It’s that time of the year again. You wake up from a deep slumber to the sound of thousands of birds chirping outside your window. You get up thinking that it is morning already and you might probably be late for work if you don’t hurry up. Then you happen to look at the alarm clock, which reads 4:30 A.M. Your rage knows no bounds as you bite your teeth, clench your fists and mouth a few good expletives at those increasingly noisy birds outside. And in the midst of all these things, you wonder as to why these creatures start their daily racket long before the sun even comes up?
Almost all of us face this situation at frequent intervals and get the same question, ‘What is it that makes these birds start chirping so early in the morning? While the phrase ‘The early bird catches the worm’ works to an extent, there are other interesting factors that come into play here. And here are some of them.
The Early Bird does catch the Worm
The phrase was true after all. Early in the mornings, the ground would be soft and moist owing to the cold night temperature. This would be the perfect time for birds to wake up and hunt for food, i.e. insects and worms that would find it difficult to hide under the ground. The birds can easily peck through the loose soil to get the insects and worms.

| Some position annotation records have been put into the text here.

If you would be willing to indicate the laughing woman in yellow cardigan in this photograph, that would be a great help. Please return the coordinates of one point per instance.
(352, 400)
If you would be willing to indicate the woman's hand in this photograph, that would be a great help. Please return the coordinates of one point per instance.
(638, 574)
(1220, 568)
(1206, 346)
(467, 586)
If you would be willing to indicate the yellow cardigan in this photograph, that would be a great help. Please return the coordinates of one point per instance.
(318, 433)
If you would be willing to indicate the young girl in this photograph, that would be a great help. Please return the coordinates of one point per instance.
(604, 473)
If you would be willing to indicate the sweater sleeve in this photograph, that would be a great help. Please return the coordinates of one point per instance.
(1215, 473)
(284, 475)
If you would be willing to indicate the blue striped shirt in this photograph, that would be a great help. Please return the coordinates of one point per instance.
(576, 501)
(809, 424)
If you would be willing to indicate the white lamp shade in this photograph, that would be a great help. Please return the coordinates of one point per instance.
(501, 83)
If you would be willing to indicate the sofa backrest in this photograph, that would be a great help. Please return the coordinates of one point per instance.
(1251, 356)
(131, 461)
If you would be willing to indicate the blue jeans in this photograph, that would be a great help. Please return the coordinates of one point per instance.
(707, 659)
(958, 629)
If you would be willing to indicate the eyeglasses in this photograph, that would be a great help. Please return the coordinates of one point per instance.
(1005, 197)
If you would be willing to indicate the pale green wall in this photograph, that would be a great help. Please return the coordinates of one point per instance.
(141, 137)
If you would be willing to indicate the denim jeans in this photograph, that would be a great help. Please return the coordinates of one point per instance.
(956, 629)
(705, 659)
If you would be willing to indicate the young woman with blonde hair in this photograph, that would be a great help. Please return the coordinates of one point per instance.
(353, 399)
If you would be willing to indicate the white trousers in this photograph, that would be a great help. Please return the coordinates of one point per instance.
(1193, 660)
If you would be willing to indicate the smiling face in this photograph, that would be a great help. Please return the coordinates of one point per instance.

Birds like to be the first ones to mark their territory so that their food, nesting and partner do not get encroached on by others. This is probably why they start chirping aloud the moment they wake up in the morning; to tell the world (and other birds in the vicinity) that they are very much alive and fit enough to give a fight to any other bird which dares to enter their marked territory. And even though all the birds may sound the same to us, each bird has a unique sound in reality that acts as its identity.
Increase in Metabolic Rate
Birds usually tend to experience a state called ‘mini hibernation’ when they sleep in cold temperatures at night. During this period, their body metabolism usually drops to very low levels. Birds are said to chirp excitedly as soon as the wake up in order to revive the metabolic rate (similar to humans who exercise in the mornings).